The news hardly comes as a surprise, given that the £15 billion ($19 billion) joint venture would reduce the U.K.’s main infrastructure-owning mobile networks from four to three (the other two being EE and O2), and the duo had already allowed until the end of 2024 for the deal to conclude. That is some 18 months form when they first revealed their plans back in June.
“This deal would bring together two of the major players in the U.K. telecommunications market, which is critical to millions of everyday customers, businesses and the wider economy,” CMA chief executive Sarah Cardell said in a statement. “The CMA will assess how this tie-up between rival networks could impact competition before deciding next steps.”
Phase 1
Today’s news signals the start of what is known as a “phase 1” investigation, which will involve assessing whether a proposed merger will create a “substantial lessening of competition,” while gathering key data from the parties involved, competitors, customers, among other stakeholders. This initial market analysis phase can take up to 40 days, after which the deal may proceed to a more in-depth “phase 2” investigation which can last a further six months — hence why Vodafone and Three had allowed themselves until the 2024 for the deal to be greenlighted.
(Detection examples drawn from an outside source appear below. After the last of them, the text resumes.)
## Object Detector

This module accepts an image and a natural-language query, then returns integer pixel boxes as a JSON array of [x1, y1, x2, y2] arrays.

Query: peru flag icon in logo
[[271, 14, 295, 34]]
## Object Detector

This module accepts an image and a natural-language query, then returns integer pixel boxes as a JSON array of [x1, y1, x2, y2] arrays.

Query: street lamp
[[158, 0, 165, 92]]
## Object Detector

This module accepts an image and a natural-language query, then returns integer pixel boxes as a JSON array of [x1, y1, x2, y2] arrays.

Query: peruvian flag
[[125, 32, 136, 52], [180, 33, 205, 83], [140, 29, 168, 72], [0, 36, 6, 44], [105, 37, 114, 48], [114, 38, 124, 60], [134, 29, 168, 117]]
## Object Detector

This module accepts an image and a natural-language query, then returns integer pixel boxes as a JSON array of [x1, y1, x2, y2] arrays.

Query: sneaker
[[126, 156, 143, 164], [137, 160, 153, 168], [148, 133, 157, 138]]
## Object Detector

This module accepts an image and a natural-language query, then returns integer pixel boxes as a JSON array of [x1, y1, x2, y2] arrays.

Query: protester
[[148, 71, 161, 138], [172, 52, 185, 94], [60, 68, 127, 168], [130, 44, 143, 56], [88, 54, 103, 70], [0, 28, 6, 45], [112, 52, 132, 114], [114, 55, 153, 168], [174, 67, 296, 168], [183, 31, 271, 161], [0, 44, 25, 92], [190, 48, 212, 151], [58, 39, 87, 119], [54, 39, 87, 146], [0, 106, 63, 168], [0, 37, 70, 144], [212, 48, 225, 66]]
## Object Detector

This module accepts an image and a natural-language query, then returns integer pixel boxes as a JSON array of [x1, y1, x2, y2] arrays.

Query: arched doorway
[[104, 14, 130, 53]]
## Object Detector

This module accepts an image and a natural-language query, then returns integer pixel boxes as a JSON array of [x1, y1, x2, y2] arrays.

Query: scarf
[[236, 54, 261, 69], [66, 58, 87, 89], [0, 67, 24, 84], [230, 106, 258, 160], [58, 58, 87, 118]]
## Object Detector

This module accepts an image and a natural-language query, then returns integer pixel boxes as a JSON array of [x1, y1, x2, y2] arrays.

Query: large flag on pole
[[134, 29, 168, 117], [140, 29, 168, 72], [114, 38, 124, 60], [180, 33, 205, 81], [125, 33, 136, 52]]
“It was certain that the CMA would open a formal investigation — it is also certain to proceed to a full Phase 2 investigation,” Tom Smith, a former CMA legal director who’s now partner at London-based law firm Geradin Partners, explained to TechCrunch. “This means we should expect the CMA’s final decision in the Autumn.”
Three has in fact been in embroiled in one previous failed acquisition effort, when its parent company Hutchison tried to procure O2 in a £10.25 billion deal — this was kiboshed by EU regulators, though the deal reared its head again in 2022 when a European court adviser suggested the original court ruling should be dismissed. It’s not entirely clear how that might impact this latest merger attempt, but Smith reckons that deal is as good as dead, regardless of what any court might subsequently find.
“The previous Three/O2 merger is still technically going through the EU courts, but that deal is long since dead in reality,” Smith said. “The current deal will be reviewed on its own merits in any case.”
With a full phase 2 merger investigation a likely outcome here, it will be up to Vodafone and Three to convince the CMA that the benefits outweigh the reduced competition.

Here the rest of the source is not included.